Although renowned for her work on the Swedish folk scene, Lena Jonsson’s music really knows no borders. Much in the same way as the likes of Béla Fleck or Chris Thile, she seems to have shirked off the traditional sense of her native folk music, with an appetite to digesting as many sounds from across the globe as possible. I state that with regret, my knowledge of Swedish folk music is lacking somewhat, so although I love the freshness of Jonsson’s sound, I would like at some stage to be pointed in the direction of her playing true Swedish folk, purely for comparison! I would hedge a bet that the first part of Brakpolskan comes close, but it’s not long before it too can’t be reined in by traditional form.
As much as I enjoy this album’s progress, its evolution in its intensity, track eight Fri I Gaspeise comes just at the right time. The lengthened intro from the piano acts as a moment of calm before it and the fiddle dance wonderfully in harmony for the next four minutes.
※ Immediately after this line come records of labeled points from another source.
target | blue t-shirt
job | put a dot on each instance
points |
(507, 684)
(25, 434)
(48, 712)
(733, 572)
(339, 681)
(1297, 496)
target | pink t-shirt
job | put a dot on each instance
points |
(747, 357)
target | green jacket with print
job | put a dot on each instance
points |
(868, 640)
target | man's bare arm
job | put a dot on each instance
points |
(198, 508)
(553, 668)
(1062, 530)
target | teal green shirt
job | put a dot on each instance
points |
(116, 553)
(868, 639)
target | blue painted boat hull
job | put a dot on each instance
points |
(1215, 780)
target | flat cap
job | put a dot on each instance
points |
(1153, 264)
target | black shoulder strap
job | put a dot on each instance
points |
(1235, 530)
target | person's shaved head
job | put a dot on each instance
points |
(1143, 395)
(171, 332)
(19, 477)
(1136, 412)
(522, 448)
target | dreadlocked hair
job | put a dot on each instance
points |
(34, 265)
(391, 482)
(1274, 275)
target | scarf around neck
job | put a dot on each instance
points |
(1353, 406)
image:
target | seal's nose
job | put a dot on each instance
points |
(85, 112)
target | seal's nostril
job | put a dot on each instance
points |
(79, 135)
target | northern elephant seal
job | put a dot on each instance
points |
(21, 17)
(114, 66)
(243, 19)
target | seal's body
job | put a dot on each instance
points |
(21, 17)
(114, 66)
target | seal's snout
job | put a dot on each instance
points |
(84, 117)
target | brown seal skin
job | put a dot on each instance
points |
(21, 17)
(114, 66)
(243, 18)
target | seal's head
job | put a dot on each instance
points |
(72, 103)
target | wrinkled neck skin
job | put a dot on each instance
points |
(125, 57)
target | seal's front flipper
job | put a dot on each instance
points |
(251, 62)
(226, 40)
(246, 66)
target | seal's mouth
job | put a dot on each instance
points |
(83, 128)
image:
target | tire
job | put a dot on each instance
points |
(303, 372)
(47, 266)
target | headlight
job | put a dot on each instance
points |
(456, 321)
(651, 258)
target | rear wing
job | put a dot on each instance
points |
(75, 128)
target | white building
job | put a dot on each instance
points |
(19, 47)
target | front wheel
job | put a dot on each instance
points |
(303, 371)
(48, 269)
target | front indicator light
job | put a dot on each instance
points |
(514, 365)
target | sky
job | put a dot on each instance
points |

At this stage, many albums would be beginning to experience their weaker material. Instead, Esset shows that these guys are just warming up. Possibly my favourite track of the album. Certainly at this stage. The arrangement is absolutely delicious, each instrument having its own part to play, never stepping on each other’s toes. There is a massive contrast then to 34an and it’s driving and ever modulating bass that for some reason thinks it wouldn’t be out of place on a Mike Oldfield record. There is a wonderful tightness to this piece even though it is full to the brim with exciting improvisation.
There really is no better way to finish the album than Andra Våningen. It’s is the perfect bow out to all involved. But that will only last a while as this is an album I will be reaching for again very soon. I have a feeling that it will be one of those instrumental albums I will put on in the background whilst I try and get things done, only to realise that by the time it’s over, my chores haven’t progressed quite so much as I would like. For ‘Places’ is a variable blend of delicate subtleties that will draw you in, and before you know it, leave you in a daydream-like state while as it plays.
I can only hope that as Lena Jonsson continues her worldly travels that she makes it somewhere near the Mourne Mountains soon. I can only imagine that as perfect as I think this album is, it takes on a whole new lease of life when performed live.